Worse still, and I’m not making this up: there are humans (genetically shown to be indeed identical with homo sapiens sapiens) who still breath without a mask. Their insanity is complete, they are apathetic sociopaths stumbling down the tedious slope of their senseless lives, void of desire and humaneness, and endangering our brave new world of capitalism.

Ducks on Dawkins

Our Reflection is sometimes quite astonishing.

I got carried away a bit by a series of “related videos” about Richard Dawkins and his quest to extirpate religion. His eloquence is mighty and delightful, and I do agree with most of his arguments. Of course science offers a far better explanation of natural phenomenons, and its supremacy in predicting the future is self-evident. With experiments that must be essentially replicable in the lab, and the continuous effort to identify and eradicate every bias, science is the best thing since sliced bread.

Religion, apart from standing in the way of the progress of science, has caused a lot of suffering by offering a rationale for righteousness, martyrdom, infanticide, genocide, and so on. Is all religion delusional?

I am a duck. I understand Dawkins and his crusade very well, and I feel for him. See, we have this quack in our mallard community that keeps preaching about our initial sin and how some broad-billed deity up there in the sky is controlling everything and that if only we believe in waddling Wotan everything is gonna be alright. That quack keeps talking about it so much that some of us have already migrated away. Anyway, if a duck dares to argue with him, that quack asks him if he knows what came first, the duck or the egg, and his critics normally are so abashed about the fact that they don’t know the answer that they back down.
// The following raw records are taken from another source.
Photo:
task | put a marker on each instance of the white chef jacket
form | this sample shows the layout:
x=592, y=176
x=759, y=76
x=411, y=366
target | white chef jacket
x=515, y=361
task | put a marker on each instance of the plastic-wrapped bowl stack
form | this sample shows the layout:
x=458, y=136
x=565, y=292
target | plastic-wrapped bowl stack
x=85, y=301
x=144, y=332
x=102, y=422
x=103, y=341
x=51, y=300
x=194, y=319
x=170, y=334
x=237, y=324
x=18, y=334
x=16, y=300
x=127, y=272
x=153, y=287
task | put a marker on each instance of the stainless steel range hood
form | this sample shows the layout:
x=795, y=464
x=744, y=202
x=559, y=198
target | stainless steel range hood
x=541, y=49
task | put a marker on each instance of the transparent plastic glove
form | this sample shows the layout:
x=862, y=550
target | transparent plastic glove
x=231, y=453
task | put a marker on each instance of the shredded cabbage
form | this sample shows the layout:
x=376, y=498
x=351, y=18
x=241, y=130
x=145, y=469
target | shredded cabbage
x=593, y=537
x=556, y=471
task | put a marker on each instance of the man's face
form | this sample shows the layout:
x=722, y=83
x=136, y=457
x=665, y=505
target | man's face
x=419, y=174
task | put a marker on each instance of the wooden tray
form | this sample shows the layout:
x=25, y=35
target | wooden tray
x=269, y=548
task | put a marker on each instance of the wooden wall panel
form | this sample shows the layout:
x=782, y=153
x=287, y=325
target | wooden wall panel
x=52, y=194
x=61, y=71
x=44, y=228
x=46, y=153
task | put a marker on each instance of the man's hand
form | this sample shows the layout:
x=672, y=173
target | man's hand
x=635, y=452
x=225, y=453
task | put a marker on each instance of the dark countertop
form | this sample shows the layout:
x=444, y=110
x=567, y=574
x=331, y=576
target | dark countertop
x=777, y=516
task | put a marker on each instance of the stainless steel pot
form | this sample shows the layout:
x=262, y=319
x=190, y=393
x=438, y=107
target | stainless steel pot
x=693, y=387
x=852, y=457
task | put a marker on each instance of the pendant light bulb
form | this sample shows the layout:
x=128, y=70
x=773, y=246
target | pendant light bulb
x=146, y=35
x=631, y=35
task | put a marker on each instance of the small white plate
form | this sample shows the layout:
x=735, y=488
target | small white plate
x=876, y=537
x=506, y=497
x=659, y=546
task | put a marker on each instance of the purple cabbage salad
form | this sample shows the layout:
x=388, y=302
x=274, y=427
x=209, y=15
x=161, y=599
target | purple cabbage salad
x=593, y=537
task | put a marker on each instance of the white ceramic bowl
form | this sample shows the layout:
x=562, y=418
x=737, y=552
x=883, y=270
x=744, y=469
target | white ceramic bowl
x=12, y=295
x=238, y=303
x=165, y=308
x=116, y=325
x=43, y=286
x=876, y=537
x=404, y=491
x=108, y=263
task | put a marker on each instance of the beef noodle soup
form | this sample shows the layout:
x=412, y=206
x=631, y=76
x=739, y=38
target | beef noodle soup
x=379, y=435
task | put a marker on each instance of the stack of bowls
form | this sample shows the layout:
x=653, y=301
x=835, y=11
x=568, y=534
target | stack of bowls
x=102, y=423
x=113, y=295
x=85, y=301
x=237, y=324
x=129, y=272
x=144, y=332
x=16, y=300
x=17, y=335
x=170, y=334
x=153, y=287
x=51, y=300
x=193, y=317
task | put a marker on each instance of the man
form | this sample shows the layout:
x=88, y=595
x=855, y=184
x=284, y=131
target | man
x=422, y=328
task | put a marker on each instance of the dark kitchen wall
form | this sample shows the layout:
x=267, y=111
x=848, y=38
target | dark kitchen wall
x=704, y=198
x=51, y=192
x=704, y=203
I am a Bucephela clangula, a cool duck you know. I’m from the Arctic, mate. That quack is telling us the ice melt is God’s will and the punishment for our disbelief and unholy hollering. Rubbish. I’m a duck of science and I understand that much. Primitive humans are causing global warming. They have this tradition of feeling supreme, you know, so even mr. Dawkins thinks they can and should do away with religion fast, but that ain’t gonna work. They should kinda slowly phase it out, and after a few generations they’ll be just fine. Of course, there will always be some humans quacking about their discontent and projecting heavens and hells and purgatories. We have that here too. But you know, for some being delusional is better than facing the truth. The truth ain’t all too downy, if you know what I mean.